Máximo me observó con una incredulidad que rápidamente se convirtió en desprecio.
"¿Divorcio? ¿Ahora? ¿Crees que este es el momento para tus dramas, Annabel?"
Su voz era un látigo.
"Justo cuando celebro el futuro de mi casa, tú intentas arruinarlo con tus celos".
No respondí. Mi silencio pareció enfurecerlo aún más.
De repente, un grito agudo rompió la tensión. Luciana, desde su palanquín, señaló hacia una esquina del patio.
"¡El lince! ¡Se ha escapado!"
Un lince ibérico, un animal salvaje y hermoso que Luciana mantenía como una mascota exótica y peligrosa, saltó hacia la zona de las cunas. El pánico se apoderó de todas. Las madres gritaban, intentando proteger a sus bebés.
Sin pensarlo, me lancé hacia mis hijos. El lince se abalanzó sobre mí. Sentí un dolor agudo en la cara cuando sus garras me desgarraron la mejilla. La sangre caliente empezó a correr por mi piel.
Empujé al animal con todas mis fuerzas, protegiendo a mis gemelos con mi propio cuerpo. Los guardias de Máximo finalmente reaccionaron y sometieron a la bestia.
Me levanté, temblando, con la cara destrozada. Máximo corrió, pero no hacia mí. Fue directamente hacia Luciana, que ahora sollozaba de forma dramática.
"¡Oh, Máximo, lo siento tanto! ¡No sé cómo ha podido pasar!", gemía ella.
Máximo la abrazó, consolándola. Luego, se volvió hacia mí, y su mirada era puro veneno.
"¡Tú hiciste esto!", me acusó, señalándome. "¡Soltaste al lince para hacerle daño al hijo de Luciana! ¡Eres una víbora!"
La injusticia de sus palabras me golpeó más fuerte que las garras del animal.
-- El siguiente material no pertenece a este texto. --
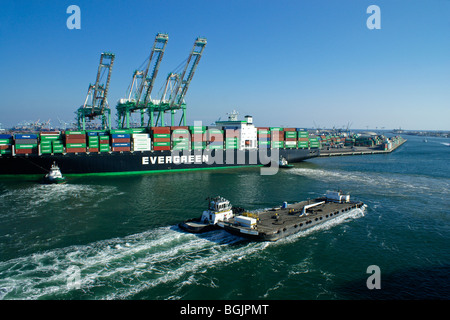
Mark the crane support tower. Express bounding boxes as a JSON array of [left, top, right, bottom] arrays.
[[77, 52, 115, 130], [148, 37, 207, 126], [116, 33, 169, 128]]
La herida en mi cara ardía, pero la herida en mi corazón era mucho más profunda. El hombre que debía protegerme me acusaba del crimen más vil, mientras la verdadera culpable se escondía tras lágrimas falsas.
"No lo hice", dije, mi voz apenas un susurro.
"¡Mientes!", gritó él. "Siempre has odiado a Luciana. ¡No soportas verla feliz!"
Me miró con asco, mi rostro ensangrentado le producía repulsión.
En ese momento, toda esperanza murió. Entendí que no importaba lo que hiciera, para Máximo, yo siempre sería la villana.
Caí de rodillas de nuevo, esta vez no por estrategia, sino por pura desesperación. La sangre goteaba sobre las baldosas de piedra del patio.
"Por favor, Máximo. Déjame ir. Te lo ruego. Concédeme el divorcio".
Él se rió, una risa cruel y sin alegría.
"¿Crees que puedes escapar tan fácilmente de tu castigo? No. Te quedarás aquí. Y para que aprendas a respetar a tu señora, organizarás el bautizo del hijo de Luciana. Tienes tres días. Quiero que sea la fiesta más grandiosa que esta región haya visto jamás".
Me dejó allí, arrodillada y sangrando, en medio del patio, mientras él se llevaba a su amante y a su nuevo heredero para celebrar su victoria.